Tremolo is created when a signal ducks in and out at a determined rate. It is a similar effect to using the tremolo arm on a guitar but rather than dropping the pitch, the volume is affected. The factors that can be changed are the speed and the volume of the drops in the signal.
Natural reverb is created when playing music in different buildings, rooms or areas. For example large spaces create a deep echoey effect as the original sound is reflected many times across the room. The sound decays as things in the room absorb it. This effect is now created digitally. There are different versions such as Room, Chamber, Spring and Plate. Spring and plate reverbs mimic the effect of a sound been reverberated through metal springs or plates. The example in the audio clip is a hall reverb.
There are many different kinds of delay but it is typically an echo of whatever is being played. The speed of the delay can be adjusted and there are even tap delays available so that you can set it to the same tempo of your drummer or backing track. Other factors that can usually be adjusted are the feedback (how long the delay lasts) and Dry/Wet (how much delay is in the mix). Some different types of delay include Digital Delay, Stereo Delay, and Ping Pong Delay. A ping pong delay is when the signal bounces across the stereo field.
Overdrive was originally created by pushing tube amplifiers to high volumes, causing the signal to clip. This is now created by turning up the gain of the amplifier/pedal. The sound can also be mimicked digitally.
Whammy is a pitch shift effect that is created using a pedal similar to a Wah Wah. The audio signal played through the pedal has it’s pitched altered digitally when you rock the pedal. This can be set to an octave or two higher or lower than the original signal. You can also set harmonies to play on top of what you play into the pedal.
Distortion is essentially the same thing as Overdrive but the term is now commonly used when pushing gain/overdrive even further to a heavier, thicker distortion.
Wah wah is created by altering the tone and frequencies of an audio signal. This can be done manually with a foot pedal that you rock up and down, or at a set rate using an auto-wah effect. This gives a talking effect, hence the name wah-wah.

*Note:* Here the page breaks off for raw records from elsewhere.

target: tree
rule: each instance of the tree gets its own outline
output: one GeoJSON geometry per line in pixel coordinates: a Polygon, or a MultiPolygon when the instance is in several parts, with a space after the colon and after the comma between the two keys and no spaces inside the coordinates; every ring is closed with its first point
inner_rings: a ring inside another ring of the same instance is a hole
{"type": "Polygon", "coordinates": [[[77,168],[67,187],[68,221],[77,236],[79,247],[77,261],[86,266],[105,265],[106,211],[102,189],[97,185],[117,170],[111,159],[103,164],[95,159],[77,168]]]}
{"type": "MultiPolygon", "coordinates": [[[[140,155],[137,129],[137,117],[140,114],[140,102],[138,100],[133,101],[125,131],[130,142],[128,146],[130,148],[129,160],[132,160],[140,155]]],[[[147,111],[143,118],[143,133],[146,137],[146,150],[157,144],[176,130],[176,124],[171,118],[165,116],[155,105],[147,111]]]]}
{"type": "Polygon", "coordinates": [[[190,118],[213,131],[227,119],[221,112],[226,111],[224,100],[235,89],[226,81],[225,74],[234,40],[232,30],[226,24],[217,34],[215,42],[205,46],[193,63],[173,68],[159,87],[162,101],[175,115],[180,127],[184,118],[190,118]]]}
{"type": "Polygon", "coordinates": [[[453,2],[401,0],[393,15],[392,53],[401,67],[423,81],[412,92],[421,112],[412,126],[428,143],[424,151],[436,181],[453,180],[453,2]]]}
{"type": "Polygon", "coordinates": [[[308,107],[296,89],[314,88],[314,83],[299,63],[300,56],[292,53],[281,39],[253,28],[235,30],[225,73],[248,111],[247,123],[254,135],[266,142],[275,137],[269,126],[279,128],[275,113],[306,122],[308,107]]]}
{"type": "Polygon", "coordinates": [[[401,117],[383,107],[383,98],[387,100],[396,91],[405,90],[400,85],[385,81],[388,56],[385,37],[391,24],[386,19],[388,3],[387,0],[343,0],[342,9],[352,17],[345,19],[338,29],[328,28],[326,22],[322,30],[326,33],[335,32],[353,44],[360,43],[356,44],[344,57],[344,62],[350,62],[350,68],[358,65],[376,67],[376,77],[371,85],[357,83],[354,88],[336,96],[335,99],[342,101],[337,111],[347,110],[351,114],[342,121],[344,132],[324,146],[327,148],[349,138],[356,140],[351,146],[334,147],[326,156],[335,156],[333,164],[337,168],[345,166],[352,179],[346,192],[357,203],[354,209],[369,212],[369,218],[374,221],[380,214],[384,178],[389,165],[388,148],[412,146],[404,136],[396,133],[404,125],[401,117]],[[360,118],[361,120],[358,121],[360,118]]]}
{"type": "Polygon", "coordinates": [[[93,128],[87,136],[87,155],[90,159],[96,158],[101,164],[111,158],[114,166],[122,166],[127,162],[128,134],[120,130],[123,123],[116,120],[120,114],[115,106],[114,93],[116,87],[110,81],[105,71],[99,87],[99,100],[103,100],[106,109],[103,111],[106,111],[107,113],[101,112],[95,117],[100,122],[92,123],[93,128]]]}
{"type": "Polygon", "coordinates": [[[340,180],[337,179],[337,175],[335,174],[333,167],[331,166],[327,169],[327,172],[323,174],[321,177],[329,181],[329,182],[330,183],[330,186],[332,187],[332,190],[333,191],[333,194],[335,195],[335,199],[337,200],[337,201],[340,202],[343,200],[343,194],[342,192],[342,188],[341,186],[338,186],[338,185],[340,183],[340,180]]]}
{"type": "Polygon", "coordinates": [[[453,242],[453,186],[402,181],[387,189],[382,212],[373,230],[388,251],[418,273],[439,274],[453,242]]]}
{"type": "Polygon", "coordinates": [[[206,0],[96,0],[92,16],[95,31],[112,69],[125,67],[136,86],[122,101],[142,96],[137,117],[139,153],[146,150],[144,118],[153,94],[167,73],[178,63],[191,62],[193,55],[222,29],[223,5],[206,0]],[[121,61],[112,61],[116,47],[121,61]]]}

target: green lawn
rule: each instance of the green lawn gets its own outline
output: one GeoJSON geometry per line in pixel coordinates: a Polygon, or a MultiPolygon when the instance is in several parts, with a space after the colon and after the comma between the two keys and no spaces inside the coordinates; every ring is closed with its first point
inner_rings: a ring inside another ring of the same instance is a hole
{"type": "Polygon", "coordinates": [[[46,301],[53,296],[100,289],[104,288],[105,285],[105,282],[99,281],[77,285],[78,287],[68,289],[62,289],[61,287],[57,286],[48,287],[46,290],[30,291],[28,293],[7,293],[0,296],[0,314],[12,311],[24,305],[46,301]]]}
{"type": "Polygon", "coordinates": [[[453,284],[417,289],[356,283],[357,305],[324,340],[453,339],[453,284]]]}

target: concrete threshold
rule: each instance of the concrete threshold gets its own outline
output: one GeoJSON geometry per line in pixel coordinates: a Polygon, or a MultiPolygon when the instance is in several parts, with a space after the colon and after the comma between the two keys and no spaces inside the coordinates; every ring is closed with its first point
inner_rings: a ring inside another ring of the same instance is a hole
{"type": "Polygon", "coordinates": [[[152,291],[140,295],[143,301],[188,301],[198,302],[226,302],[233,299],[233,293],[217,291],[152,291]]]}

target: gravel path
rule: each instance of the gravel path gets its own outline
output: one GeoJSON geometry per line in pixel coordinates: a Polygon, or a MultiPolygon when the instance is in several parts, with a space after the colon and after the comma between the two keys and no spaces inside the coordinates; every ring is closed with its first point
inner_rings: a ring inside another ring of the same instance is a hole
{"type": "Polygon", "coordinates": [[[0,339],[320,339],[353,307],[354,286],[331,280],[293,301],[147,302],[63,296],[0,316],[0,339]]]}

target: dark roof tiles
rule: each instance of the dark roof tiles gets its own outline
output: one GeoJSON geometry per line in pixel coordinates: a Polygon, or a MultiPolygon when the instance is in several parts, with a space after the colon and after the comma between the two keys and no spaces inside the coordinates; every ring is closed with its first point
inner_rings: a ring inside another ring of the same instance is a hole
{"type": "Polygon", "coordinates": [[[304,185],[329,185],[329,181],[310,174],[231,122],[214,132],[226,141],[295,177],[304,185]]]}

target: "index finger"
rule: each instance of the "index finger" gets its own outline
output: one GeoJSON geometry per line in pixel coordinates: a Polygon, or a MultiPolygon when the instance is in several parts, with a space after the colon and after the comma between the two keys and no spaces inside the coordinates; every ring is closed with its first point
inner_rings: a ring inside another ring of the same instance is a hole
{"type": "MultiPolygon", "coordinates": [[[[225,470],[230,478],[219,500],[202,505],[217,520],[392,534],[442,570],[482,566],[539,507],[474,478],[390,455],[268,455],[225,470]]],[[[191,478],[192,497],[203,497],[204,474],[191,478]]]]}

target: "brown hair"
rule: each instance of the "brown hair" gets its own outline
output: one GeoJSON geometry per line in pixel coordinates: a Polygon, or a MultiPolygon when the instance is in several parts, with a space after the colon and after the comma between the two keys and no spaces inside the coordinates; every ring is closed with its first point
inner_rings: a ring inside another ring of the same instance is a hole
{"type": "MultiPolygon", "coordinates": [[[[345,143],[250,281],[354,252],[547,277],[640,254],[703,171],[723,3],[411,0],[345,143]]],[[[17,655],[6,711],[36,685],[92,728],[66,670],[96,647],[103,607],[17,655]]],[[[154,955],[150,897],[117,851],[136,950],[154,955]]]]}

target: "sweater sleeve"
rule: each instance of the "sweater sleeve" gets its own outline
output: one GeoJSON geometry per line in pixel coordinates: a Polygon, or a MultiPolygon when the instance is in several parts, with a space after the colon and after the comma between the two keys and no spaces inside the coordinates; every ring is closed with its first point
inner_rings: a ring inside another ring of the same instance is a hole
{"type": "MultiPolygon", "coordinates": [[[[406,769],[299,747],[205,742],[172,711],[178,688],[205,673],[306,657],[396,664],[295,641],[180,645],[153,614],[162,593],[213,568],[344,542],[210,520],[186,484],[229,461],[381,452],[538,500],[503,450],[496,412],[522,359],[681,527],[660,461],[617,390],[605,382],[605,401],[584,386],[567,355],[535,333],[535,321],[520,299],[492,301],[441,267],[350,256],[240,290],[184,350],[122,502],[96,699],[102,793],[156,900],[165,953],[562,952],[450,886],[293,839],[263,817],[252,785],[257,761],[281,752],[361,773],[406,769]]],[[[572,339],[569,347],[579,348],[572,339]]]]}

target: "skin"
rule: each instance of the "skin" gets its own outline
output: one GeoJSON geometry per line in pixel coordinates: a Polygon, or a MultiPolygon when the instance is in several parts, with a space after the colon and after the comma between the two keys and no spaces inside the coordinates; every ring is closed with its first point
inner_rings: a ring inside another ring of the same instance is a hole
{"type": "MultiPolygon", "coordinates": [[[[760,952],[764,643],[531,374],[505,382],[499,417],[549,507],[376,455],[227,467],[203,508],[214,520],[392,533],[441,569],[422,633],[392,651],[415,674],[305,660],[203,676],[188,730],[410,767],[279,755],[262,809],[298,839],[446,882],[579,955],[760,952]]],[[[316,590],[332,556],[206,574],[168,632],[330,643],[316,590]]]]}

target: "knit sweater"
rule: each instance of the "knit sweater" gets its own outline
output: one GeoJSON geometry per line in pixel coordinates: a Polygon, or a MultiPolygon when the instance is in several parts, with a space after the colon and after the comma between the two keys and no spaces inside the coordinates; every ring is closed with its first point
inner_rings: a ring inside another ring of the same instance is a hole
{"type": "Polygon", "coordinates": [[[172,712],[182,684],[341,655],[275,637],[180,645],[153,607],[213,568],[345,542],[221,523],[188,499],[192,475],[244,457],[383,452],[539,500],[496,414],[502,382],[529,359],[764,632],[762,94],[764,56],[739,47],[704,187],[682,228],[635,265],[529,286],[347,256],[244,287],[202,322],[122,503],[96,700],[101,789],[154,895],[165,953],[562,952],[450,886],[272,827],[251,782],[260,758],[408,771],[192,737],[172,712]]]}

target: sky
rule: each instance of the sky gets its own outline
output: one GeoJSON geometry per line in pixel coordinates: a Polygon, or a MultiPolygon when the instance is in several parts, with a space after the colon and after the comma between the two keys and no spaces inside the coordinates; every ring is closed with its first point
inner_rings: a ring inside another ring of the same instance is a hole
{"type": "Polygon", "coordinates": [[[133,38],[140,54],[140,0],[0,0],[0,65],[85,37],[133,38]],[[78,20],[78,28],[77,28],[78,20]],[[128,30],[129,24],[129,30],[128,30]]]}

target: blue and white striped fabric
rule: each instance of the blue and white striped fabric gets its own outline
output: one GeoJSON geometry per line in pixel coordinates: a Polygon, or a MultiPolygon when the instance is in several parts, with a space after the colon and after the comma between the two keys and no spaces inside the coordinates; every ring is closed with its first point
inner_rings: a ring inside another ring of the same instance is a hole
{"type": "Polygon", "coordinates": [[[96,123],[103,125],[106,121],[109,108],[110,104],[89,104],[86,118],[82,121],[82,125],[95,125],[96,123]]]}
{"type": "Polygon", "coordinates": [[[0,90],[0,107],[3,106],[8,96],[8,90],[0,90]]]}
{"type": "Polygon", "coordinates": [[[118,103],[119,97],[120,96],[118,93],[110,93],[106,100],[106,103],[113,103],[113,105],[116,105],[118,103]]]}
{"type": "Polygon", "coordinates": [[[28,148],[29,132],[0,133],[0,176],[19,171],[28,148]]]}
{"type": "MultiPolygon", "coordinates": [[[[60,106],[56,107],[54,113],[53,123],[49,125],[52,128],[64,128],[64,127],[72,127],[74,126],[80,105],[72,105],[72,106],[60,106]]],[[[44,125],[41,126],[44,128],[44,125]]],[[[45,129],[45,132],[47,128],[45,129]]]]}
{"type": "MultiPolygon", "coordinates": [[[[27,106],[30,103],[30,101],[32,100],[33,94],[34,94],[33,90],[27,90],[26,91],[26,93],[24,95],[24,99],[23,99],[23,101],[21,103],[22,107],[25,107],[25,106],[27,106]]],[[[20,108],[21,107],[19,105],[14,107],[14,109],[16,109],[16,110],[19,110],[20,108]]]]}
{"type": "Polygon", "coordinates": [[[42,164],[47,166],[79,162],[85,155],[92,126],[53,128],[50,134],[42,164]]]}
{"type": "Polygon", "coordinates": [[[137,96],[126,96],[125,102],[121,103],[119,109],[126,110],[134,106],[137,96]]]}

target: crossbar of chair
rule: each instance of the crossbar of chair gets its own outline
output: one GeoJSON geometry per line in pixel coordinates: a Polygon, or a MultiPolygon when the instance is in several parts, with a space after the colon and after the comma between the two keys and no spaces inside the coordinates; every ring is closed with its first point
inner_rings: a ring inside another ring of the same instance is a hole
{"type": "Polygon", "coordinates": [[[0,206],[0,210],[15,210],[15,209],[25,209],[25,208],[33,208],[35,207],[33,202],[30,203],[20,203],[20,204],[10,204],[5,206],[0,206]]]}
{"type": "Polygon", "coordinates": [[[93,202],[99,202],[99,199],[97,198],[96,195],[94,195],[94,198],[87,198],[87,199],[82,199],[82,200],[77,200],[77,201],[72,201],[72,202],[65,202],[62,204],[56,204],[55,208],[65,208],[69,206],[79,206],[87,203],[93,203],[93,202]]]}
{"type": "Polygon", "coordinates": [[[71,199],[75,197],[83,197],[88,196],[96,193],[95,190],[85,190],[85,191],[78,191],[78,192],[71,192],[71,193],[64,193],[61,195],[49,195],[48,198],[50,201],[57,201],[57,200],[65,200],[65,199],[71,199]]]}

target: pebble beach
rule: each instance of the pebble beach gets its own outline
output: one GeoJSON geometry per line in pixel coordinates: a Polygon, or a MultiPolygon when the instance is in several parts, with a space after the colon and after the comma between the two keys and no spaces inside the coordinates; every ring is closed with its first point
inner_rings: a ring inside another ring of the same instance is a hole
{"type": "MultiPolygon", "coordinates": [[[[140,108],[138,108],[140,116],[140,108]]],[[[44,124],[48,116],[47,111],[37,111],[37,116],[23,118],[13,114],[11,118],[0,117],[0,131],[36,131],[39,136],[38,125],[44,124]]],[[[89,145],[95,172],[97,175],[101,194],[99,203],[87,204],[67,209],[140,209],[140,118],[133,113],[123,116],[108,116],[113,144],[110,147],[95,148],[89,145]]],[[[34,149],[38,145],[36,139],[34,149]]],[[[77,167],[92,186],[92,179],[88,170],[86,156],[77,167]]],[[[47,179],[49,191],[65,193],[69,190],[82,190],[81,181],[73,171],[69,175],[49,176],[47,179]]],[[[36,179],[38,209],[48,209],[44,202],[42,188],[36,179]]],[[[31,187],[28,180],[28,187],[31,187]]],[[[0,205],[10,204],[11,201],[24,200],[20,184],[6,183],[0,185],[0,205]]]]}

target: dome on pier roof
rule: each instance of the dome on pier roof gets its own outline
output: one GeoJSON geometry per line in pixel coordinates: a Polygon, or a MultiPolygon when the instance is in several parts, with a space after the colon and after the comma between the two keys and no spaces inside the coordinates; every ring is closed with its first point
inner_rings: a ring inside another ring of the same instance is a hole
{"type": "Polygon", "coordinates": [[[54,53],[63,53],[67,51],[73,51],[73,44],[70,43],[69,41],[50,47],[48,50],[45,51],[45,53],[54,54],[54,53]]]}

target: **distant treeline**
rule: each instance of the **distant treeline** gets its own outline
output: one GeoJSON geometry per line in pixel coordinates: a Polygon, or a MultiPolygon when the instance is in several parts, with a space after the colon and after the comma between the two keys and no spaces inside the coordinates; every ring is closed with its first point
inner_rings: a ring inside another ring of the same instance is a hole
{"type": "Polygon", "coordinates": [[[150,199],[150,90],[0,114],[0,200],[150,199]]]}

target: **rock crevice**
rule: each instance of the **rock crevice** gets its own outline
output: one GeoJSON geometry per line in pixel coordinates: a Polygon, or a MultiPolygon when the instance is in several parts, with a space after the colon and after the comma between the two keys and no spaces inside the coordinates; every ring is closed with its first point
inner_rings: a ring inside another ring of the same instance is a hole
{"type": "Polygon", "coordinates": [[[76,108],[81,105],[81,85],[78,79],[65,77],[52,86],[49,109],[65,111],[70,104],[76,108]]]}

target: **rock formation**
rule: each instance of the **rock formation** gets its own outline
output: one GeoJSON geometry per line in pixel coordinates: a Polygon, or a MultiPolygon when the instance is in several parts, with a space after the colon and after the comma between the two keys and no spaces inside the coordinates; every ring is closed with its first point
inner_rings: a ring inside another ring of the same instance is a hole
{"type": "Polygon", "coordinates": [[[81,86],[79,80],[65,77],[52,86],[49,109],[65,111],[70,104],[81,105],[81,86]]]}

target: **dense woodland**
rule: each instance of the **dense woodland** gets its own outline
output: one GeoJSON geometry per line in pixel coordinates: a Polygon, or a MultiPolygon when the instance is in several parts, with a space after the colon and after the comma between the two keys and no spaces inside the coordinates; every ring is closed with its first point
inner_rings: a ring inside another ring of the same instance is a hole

Stomp boxes are individual foot pedals so to create distortion, delay and chorus you would need 3 different pedals. These pedals are linked to together via patch cables and the guitarist simply ’stomps’ on the effect pedal that they need for the required sound. A great aspect of stomp boxes is having the ability to upgrade individual pedals which makes this system very customisable.
Pedals / Pedal Boards
These pedal types are foot pedals that rock up and down similarly to a cars accelerator pedal. This gives the guitarist the ability to control sounds in real time. Some of the sounds the expression pedal is used for include volume and pitch shifting.
If you have a collection of pedals its a good idea to put together your own pedal board. With this approach your pedals are stuck onto the board via velcro and are powered by a power supply. You can also use a pedal switcher to combine the pedals in various combinations. Pedal boards are great for live use not only for their effectiveness when accessing your sounds but they are much more convenient when transporting and setting up your equipment.
One easy way to have a vast array of sounds straight out of the box is a multi FX unit. These units have virtually all the sounds you could ever want. They often have expression pedals too which you can see on the picture below. One disadvantage of multi FX is the inability to customise your setup. However the sounds onboard are editable and you can save your own settings into banks and patches. Multi FX pedals can start at very reasonable prices for beginner units right up to expensive professional models.
An effects processor is a very powerful effects unit. These professional levels of equipment can either be rack mountable or floor pedals like the Line 6 Helix shown here. These FX processors are able to model virtually any sound a guitarist could ever want. Not only can they replicate the sound of many well known amplifiers and effects they can also mimic the sound of an amplifier recorded with different speaker cabinets and microphones. There are also professional inputs and outputs allowing direct connection to PA’s, recording and mixing desks. The convenience, versatility and sound quality of these units are making them more and more popular with professional guitarists.